Offered by Brozzetti Antichità
18th Century, Pair of Italian Rococo Chinoiserie Lacquered Wood Corner Cabinets
This pair of corner cabinets was made in Piedmont, Italy, around the middle of the eighteenth century according to the taste of the baroque.
The structure is in poplar wood, lacquered and decorated on the front side. The central body consists of an open door that conceals a compartment with two shelves. Above, a mixed cymatium crowns the piece of furniture and consists of two small tops bordered with gold leaf on red bole. Equally finished in gold are reserves and frames that decorate the furniture highlighting the various parts of which it is composed. Below the door, a open compartment is presented by a quadrilobate profile. The piece of furniture is decorated with floral ornaments and polychrome chinoiserie designs partly in relief thanks to the application of cast plaster. Inside the side frames are depicted characters dressed in oriental with floral decorations typical of fashion in chinoiserie. The two central doors have different designs, animated by oriental figures dressed in Chinese clothes in an outdoor context with flowering plants, trees, butterflies, a bird. Particularly valuable is the attention to detail with which the clothes are described, the headdresses, the dishes full of fruits and corals, the umbrella and other small objects that accompany the figures. The furniture rests on three curved legs, also finely decorated.

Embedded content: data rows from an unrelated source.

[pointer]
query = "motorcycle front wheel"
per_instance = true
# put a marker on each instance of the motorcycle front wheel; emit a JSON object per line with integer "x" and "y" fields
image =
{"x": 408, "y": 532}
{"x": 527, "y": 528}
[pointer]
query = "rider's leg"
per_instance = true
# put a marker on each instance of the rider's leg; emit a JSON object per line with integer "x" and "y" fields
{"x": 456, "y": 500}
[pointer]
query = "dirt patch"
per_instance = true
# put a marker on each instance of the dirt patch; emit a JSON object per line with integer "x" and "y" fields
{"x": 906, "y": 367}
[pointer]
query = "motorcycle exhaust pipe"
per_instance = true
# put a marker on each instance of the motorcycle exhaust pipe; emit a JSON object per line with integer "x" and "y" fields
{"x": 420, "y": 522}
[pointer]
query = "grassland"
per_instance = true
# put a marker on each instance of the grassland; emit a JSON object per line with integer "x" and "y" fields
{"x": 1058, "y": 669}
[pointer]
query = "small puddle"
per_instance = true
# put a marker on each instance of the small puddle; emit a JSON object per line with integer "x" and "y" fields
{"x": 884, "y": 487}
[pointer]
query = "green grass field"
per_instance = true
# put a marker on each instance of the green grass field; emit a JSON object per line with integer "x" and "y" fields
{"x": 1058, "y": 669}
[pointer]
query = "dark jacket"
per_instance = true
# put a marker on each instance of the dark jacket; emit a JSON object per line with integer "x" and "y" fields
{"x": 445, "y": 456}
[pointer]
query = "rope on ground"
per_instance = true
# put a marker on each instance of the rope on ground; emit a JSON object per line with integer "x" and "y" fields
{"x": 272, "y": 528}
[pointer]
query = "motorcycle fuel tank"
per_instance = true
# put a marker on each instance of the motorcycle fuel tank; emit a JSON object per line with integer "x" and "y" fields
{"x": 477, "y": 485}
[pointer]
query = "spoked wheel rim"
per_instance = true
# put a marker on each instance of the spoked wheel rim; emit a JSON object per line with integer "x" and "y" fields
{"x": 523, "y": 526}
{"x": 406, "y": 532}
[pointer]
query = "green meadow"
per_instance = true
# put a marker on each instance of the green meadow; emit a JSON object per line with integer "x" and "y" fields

These two corner cabinets, certainly created to embellish large and important noble halls, can still complete the furnishing of complex parts of the house, such as the corners, thus bringing decorativeness and elegance connected to their functionality. Thanks to their small size, they can be exhibited individually or in pairs in any environment, such as an entrance hall or corridor, a room, a study and are suitable to be combined with both antique and modern furniture.
The term Chinoiserie refers to a period of European art, from the eighteenth century and spread until the nineteenth century, in which there was a considerable influence of Chinese art, also in the wake of a growing interest that Europe had developed for everything exotic in general. This period was characterized by the use of imaginative images of an imaginary China and palaces and living rooms of the nobility and the rich bourgeoisie were taken furnished with objects from the Far East or made in Europe with obvious derivation and inspiration ornate Chinese. In Italy, as in the rest of Europe, rowing for China and film series was very popular in the eighteenth century. Despite the fact that Piedmont had almost no contact with China, the taste and fashion for film series spread widely in the capital and throughout the country. The Piedmontese italian taste suffered greatly from French influences.
Given the spread of Chinese taste and fashion, several painters specialized in the decoration of grotesque and chinoiserie, both for the court and its palaces and then for private commissions of nobles and rich bourgeois also applied to furniture.